I have a dataframe like this:
import pandas as pd
import numpy as np
df = pd.DataFrame({"ind0": list("QQQWWWW"), "ind1": list("RRRRSSS"), "vals": range(7), "cols": list("XXYXXYY")})
print(df)
Output:
ind0 ind1 vals cols
0 Q R 0 X
1 Q R 1 X
2 Q R 2 Y
3 W R 3 X
4 W S 4 X
5 W S 5 Y
6 W S 6 Y
I want to aggregate the values while creating columns from col
, so I thought of using pivot_table
:
df_res = df.pivot_table(index=["ind0", "ind1"], columns="cols", values="vals", aggfunc=np.sum).fillna(0)
print(df_res)
This gives me:
cols X Y
ind0 ind1
Q R 1.0 2.0
W R 3.0 0.0
S 4.0 11.0
However, I would rather get the sum independent of ind1
categories while keeping the information in this column. So, the desired output would be:
cols X Y
ind0 ind1
Q R 1.0 2.0
W R,S 7.0 11.0
Is there a way to use pivot_table
or pivot
to this end or do I have to aggregate for ind1
in a second step? If the latter, how?
You could reset_index
of df_res
and groupby
"ind0" and using agg
, use different functions on columns: join
ing unique values of "ind1" and sum
ming "X" and "Y".
out = df_res.reset_index().groupby('ind0').agg({'ind1': lambda x: ', '.join(x.unique()), 'X':'sum', 'Y':'sum'})

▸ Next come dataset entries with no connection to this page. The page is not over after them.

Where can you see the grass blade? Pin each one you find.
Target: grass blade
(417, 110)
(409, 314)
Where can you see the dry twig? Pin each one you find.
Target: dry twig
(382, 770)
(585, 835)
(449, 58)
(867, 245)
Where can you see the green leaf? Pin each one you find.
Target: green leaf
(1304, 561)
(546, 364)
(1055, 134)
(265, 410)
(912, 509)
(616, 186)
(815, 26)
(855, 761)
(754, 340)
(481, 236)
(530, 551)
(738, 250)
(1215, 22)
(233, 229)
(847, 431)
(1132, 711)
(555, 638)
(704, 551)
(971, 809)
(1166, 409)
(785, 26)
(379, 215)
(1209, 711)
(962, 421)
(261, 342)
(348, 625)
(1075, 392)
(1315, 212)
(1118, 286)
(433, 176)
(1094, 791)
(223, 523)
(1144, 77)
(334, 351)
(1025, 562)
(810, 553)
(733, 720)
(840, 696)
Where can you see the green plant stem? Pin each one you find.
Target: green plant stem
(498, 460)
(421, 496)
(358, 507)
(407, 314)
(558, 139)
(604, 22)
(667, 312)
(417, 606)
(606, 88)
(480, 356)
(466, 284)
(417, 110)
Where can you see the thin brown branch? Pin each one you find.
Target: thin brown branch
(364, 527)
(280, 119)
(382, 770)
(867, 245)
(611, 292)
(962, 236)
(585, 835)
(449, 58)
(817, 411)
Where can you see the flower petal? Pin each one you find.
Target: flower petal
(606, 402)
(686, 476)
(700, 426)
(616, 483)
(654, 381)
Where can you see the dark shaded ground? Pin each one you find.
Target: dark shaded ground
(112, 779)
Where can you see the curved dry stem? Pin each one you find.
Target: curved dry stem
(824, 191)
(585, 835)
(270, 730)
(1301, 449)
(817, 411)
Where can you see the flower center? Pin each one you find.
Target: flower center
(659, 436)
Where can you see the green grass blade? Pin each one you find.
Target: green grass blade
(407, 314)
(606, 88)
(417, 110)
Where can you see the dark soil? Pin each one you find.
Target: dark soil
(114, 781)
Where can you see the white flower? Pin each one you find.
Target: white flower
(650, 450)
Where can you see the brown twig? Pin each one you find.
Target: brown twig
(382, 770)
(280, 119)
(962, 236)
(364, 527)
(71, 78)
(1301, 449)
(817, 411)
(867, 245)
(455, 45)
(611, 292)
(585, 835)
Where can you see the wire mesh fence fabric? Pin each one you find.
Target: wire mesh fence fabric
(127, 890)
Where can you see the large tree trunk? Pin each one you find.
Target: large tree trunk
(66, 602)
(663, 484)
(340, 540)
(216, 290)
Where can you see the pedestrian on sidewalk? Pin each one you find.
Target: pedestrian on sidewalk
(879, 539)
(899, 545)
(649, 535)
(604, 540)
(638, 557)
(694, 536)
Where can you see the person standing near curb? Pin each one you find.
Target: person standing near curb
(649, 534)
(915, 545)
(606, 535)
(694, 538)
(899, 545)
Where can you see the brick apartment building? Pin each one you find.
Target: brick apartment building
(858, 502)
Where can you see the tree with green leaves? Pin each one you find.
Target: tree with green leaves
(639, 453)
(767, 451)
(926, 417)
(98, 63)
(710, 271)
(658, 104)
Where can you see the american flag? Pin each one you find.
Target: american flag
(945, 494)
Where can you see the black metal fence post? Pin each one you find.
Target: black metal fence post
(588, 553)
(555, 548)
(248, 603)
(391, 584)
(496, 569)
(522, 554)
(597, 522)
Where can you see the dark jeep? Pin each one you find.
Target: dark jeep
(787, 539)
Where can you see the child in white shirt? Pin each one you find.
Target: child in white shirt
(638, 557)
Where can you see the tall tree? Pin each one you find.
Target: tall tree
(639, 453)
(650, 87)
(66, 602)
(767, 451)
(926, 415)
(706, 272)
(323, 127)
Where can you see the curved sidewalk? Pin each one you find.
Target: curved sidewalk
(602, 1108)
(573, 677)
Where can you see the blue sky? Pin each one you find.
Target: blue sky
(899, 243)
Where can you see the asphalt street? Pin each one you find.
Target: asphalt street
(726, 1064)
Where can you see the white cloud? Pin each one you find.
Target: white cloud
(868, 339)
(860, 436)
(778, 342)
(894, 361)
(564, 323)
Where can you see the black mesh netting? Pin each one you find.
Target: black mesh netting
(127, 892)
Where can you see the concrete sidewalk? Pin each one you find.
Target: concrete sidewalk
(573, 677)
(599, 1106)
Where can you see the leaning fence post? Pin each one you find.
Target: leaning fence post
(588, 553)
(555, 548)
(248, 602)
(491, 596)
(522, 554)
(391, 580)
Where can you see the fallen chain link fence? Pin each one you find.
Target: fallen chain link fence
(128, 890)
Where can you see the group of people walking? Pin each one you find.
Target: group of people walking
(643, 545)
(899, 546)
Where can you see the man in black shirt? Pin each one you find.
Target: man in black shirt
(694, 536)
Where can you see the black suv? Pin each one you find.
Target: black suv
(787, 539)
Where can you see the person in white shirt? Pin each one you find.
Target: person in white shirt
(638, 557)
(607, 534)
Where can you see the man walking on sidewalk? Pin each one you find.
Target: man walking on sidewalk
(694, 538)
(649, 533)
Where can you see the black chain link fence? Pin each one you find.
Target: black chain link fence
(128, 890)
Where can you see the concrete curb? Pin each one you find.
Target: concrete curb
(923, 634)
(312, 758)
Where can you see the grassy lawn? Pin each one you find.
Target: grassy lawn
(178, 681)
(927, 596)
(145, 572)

Or if you have multiple columns that you need to do the same function on, you could also use a dict comprehension:
funcs = {'ind1': lambda x: ', '.join(x.unique()), **{k:'sum' for k in ('X','Y')}}
out = df_res.reset_index().groupby('ind0').agg(funcs)
Output:
cols ind1 X Y
ind0
Q R 1.0 2.0
W R, S 7.0 11.0